Перспектива поднять оружие на свиту и ноблей самого короля подействовала на всех отрезвляюще. Топорщики и лучники обменивались нелегкими взглядами; многие крестились, страшась за свои дела кары Господней. Но никто не отступил, а Фаулер так и вовсе склабился, словно нашел кошель с золотом.
– Лучники встают поперек дороги, – сдавленным голосом выговорил Уорик. – Ряд как можно шире. Подставлять спину вашим стрелам я не хочу, поэтому делаем так: мы даем вам шанс для начала проредить их ряды, а затем вступаем в дело сами. Вы же держите позицию на случай, если их окажется слишком много и нам придется отступить.
– Милорд, позвольте мне одно слово? – кашлянув, спросил сэр Говард.
Уорик нахмурился, но дал себя отвести в сторонку от ближних ушей.
– Ну так в чем дело? – осведомился он. – Терять время на спор у нас нет. Прошу побыстрее.
– Если лучники откроют стрельбу вдоль улицы, милорд, то не исключено, что стрела может попасть в короля. Вы учли это? Ведь стрела, она не делает различий между кровью монарха и простолюдина.

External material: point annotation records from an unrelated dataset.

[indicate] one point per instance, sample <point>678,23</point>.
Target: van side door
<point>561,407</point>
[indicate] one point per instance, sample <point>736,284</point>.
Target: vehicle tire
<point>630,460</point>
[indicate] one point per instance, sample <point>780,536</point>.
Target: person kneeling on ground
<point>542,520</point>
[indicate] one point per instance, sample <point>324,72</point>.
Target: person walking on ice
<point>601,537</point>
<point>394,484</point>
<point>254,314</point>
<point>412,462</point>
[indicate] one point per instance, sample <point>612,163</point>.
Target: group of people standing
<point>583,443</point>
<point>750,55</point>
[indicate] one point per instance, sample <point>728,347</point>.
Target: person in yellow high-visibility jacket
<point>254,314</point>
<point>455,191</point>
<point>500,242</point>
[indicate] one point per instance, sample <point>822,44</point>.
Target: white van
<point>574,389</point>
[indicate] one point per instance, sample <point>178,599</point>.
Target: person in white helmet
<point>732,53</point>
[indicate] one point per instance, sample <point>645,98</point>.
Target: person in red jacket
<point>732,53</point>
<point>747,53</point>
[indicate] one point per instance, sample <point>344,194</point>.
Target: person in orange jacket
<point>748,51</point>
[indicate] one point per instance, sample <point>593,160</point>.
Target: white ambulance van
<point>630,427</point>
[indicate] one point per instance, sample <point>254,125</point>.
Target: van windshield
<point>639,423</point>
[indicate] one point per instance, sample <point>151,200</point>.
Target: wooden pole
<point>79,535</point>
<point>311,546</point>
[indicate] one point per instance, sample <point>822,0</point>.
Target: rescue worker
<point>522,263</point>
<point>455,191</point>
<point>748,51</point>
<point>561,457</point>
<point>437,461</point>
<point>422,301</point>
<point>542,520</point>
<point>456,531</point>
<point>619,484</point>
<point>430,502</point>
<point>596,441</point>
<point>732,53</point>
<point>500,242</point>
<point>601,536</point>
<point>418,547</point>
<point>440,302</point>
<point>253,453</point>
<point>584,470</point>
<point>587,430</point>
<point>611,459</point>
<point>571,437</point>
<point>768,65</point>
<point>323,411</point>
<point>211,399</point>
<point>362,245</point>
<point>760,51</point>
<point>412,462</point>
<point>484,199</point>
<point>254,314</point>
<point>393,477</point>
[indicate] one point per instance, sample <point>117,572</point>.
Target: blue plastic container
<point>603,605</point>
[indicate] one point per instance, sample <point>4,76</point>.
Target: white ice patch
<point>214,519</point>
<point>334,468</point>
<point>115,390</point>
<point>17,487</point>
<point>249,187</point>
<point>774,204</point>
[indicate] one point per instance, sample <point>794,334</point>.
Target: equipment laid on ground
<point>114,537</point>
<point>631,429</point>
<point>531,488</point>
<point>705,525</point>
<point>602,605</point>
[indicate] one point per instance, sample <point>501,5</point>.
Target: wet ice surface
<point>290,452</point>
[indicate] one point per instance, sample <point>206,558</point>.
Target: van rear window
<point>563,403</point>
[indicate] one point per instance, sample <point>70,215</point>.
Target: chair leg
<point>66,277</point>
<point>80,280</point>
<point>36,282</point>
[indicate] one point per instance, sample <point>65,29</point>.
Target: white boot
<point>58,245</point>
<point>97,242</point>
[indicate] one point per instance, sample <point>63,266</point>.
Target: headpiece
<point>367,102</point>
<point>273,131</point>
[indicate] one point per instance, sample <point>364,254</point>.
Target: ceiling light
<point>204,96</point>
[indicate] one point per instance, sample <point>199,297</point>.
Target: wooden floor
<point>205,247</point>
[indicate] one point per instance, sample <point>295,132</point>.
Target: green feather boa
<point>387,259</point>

Уорик ел его взглядом. Со смертью тестя и брата он унаследовал дюжину замков и свыше сотни маноров от Девона до Шотландии. Помимо этого, ему в услужение отошло еще и свыше тысячи солдат, присягнувших ему как новому графу Уорику. Сэр Говард был его вассалом и в силу этого должен был беспрекословно подчиняться. Видно было, как он сейчас чуть подрагивает от волнения, вполне сознавая, что рискует уже тем, что осмеливается высказывать сюзерену замечание. Глупцом сэр Говард отнюдь не являлся, просто времени сейчас было в обрез, а свалившаяся удача слишком хрупка, чтобы о ней дискутировать. Невдалеке зашелся неистовым звоном церковный колокол, прервав момент молчания.
– Вы можете уйти, сэр Говард, если чувствуете, что стоять со мной вам не резон. Мне выпал этот шанс, и я беру на себя всю ответственность за то, как все сложится. Вас я освобождаю от всякой вины. Она лежит на мне, на моей шее. Решите уйти – я после победы не возымею счетов ни к вам, ни к тем, кто с вами. Даю вам слово, однако решайте быстро, остаетесь вы или уходите.
Уорик отошел, оставив вассала стоять с приоткрытым ртом, в страдальчески нелепой позе. А когда обернулся, тот уже уходил вниз сквозь ряды ждущего воинства.
– Лучники! – воззвал Уорик. – Все должно решиться сегодня. Вы все слышали слова милорда Йорка. Если мы не устоим, на нас откроют охоту как на изменников. Знатность и богатство защиты не дадут, особенно нынче и в этом городе. А потому мой вам приказ – пускайте свои стрелы вдоль этой улицы! Пусть мое имя звучит как клич, пусть они узна?ют, что мы здесь. С Богом!
– Уооорииик! – грянуло три сотни голосов, перекрывая шум от сотни лучников, которая спешно выстраивалась поперек улицы, держа у бедра колчаны.
Секунда, и улица Святого Петра заполнилась пением стрел. Еще секунда, и последовал отклик: крики и сумятица на рыночной площади, где стоял король.
15
Едва заслышав громогласное «Уоррииик», все в королевском шатре застыли на месте. Истошный рев раздавался пугающе близко – настолько, что смолкли всякие разговоры. Король, который только что возвратился в шатер, рывком повернулся на шум. Бекингем набрал в грудь воздуха, чтобы выкрикнуть приказ, но тут на всю свиту, продирая в пологе шатра дыры, посыпались стрелы, а один из дворецких рухнул на колени со стрелой в груди.
Дерри Брюер распластался на земле. Бекингем, краем глаза заметив, как что-то мелькнуло, вскинул руку, но куда там. Отрикошетив от лат одного из рыцарей, стрела чмокнула его в лицо. Он тихо взвыл, ухватившись за древко: стрела засела, пронзив лицевую кость над зубами. Кровь хлынула в рот, и ее приходилось сглатывать или сплевывать. Утратив дар речи, герцог тяжело повернулся к королю, сознавая, что в живых остался только потому, что основную свою силу стрела потеряла при первом ударе.
Генрих стоял совершенно неподвижно, с мертвенно-бледным лицом. Сквозь лучистое мерцание слез Бекингем различал, что король тоже ранен.